Honestly, I just pick girls that I feel will look good in the clothes. I also go for people that like my clothes and are excited to wear them. I try to choose a lot of influencers—it’s more diplomatic. If you get a model that is signed to Next, who only has a thousand followers, that’s not going to help the brand. But if you pick a random girl that’s doing nothing with 70K, you’re probably going to get 20 or more followers when she posts it. That has significantly helped my brand.
You shoot around Union Square pretty frequently. Does the location have significance for you?
I live on Union Square and I go to school at Parsons, just down the road. So it’s just easier to have my models come to me. As crazy and smelly as it is, I do really love Union Square—there’s just something free about the area. I have gone to other locations, but I always find myself coming back to Union Square.
You use a lot of models of color. For some designers, that’s a conscious political act, or an act of resistance, and for others, it’s just because diversity is on trend. What is it for you?
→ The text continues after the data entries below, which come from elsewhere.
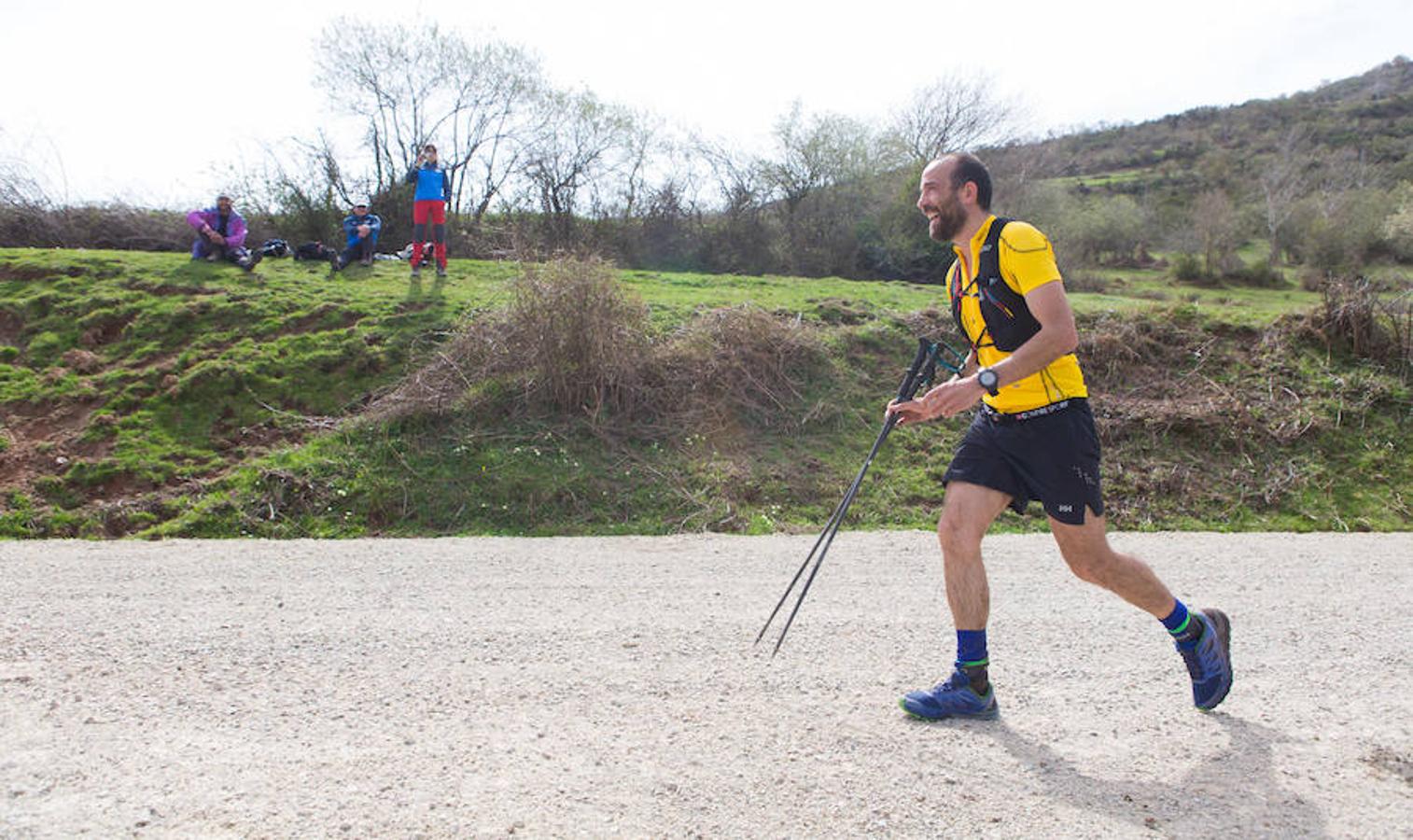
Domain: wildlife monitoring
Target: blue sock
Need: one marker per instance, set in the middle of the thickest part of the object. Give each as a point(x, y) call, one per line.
point(1180, 623)
point(971, 650)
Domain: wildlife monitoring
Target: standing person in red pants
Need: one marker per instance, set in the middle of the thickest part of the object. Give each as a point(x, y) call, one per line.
point(430, 205)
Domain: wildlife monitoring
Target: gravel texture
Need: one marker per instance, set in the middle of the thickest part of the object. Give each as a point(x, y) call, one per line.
point(609, 686)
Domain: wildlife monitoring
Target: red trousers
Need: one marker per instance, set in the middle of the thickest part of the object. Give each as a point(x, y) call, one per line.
point(436, 213)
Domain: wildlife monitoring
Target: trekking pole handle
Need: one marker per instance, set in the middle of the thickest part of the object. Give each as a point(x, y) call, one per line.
point(909, 386)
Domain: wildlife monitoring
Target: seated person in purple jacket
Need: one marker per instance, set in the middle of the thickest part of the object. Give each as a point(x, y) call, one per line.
point(220, 235)
point(360, 230)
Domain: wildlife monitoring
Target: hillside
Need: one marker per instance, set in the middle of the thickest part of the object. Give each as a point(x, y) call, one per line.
point(143, 393)
point(1364, 120)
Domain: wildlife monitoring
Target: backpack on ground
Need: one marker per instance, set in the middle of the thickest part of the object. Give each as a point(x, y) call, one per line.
point(313, 250)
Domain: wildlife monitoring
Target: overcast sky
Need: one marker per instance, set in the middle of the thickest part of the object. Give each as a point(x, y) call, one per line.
point(151, 102)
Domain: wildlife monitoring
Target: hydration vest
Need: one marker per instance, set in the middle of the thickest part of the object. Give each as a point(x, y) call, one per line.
point(1003, 312)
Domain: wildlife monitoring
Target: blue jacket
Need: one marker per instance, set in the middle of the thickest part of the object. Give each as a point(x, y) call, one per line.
point(352, 222)
point(431, 181)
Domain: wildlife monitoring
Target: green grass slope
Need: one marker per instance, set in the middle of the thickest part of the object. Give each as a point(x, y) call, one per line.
point(147, 395)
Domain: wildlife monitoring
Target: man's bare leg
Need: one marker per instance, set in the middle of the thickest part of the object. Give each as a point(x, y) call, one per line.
point(1085, 548)
point(968, 510)
point(1203, 638)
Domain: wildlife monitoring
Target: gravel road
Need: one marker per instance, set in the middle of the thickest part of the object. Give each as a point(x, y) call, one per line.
point(609, 688)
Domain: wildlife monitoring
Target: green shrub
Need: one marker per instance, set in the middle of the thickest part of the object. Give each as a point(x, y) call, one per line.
point(49, 346)
point(1187, 268)
point(1258, 274)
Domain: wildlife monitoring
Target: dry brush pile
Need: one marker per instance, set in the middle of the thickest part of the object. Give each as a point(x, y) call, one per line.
point(574, 343)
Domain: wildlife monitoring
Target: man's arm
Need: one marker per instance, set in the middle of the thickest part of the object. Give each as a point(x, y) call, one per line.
point(1056, 338)
point(236, 235)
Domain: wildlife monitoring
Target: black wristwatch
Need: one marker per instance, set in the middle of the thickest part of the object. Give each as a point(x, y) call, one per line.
point(986, 378)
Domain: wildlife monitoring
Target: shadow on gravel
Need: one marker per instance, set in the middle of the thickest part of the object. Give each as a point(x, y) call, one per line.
point(1235, 792)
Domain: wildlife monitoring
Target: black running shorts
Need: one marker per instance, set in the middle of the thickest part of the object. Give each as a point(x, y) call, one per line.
point(1053, 458)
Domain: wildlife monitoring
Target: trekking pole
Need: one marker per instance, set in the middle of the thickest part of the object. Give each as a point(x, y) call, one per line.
point(921, 370)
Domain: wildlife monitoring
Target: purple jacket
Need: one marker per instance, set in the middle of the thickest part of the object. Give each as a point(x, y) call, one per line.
point(235, 225)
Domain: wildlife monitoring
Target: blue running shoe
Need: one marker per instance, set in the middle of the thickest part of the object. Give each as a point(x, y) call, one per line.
point(951, 699)
point(1209, 659)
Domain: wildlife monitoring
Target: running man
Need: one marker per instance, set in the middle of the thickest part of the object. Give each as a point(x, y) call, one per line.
point(220, 235)
point(430, 205)
point(1033, 437)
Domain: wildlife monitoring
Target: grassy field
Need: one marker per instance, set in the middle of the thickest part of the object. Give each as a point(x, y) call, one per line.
point(143, 393)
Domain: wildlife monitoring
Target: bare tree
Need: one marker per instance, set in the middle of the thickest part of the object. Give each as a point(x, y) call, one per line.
point(948, 115)
point(1281, 183)
point(817, 151)
point(1215, 225)
point(580, 145)
point(418, 84)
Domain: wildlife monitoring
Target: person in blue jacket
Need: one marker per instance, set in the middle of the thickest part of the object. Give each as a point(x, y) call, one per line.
point(430, 205)
point(360, 230)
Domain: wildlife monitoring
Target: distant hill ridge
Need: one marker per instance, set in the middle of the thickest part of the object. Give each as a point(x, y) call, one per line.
point(1365, 118)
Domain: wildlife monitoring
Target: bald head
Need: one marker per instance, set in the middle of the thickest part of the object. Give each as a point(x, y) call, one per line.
point(961, 169)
With my own background, coming from Nigeria and then growing up in London, I wouldn’t say I wasn’t racially aware, because I was. But I feel like in America, you are made to be a lot more aware of your race. In the two years that I’ve lived here, I’ve learned a lot—I’ve noticed a lot of the little things. But that being said, I feel like my clothes are for every girl. I’ve had black models, Asian models, all types. Don’t get me wrong, I love girls that are my color—they’re so beautiful and they look so striking in my clothes. But I would never want to limit casting to a particular race. If you look good in it, you should wear it.
So, who do you see as the Slashed By Tia girl?
The Slashed by Tia girl is a bold, ‘I’m going to wear sheer crop tops and you’re not going to say anything to me’ type of girl. A lot of my clothes are slightly risque. I hope to make clothes for more reserved girls, but for right now—I think I’ve said ‘badass’ five times during this interview, but it fits!
You have 12k followers on Instagram, but you’re not following anyone. What’s that about? Has social media played a big role in shaping your brand?
I feel like I got 12,000 followers overnight. I don’t follow anyone because I don’t want to see anything—I don’t want to be distracted. As much as we pretend that we can look at things and not be influenced, it’s almost inevitable. In 2017, originality is extremely rare. So honestly, I do it to stay in my own lane.
Do you think the internet has made artists vulnerable to copycats?
The Internet is a gift and a curse. We’re living in a time that is lacking in originality. But we’re also in a time where you can’t just take someone’s idea and run with it anymore. You will definitely be on the ShadeRoom or one of those blogs. Honestly, I think it’s good for young creatives and designers who work so hard—a lot of thought goes into what we do. I went through this intense anger when I first started with the ruffles—I’d get really hot-headed about it, and get so annoyed that I’d call my mom crying because someone copied me and would threaten to delete my page. It can be very de-motivating sometimes.
Let’s talk about the new collection. What inspired it?
My inspiration comes from that same place—my art history studies. I try to make my clothes elegant without ever being tacky. I know that they’re sheer and some people may consider that tacky—I’ve had people comment on the page saying, ‘This is nice, but it would be nicer if she wore a bandeau underneath.’ I get things like that all the time. But this time, there are a lot of ball sleeves and a lot of ruffles, more sheer and bright colors for the summer. Recently, I’ve been looking at my favorite painters, like Alonso Sánchez Coello, and putting their paintings next to my clothes. I steal all my inspiration from their concepts. If I could study art history in college I would, but at least I get to put it into my clothes.
What do you want people to take away from your work?
That you can be carefree and slightly revealing, but still a badass.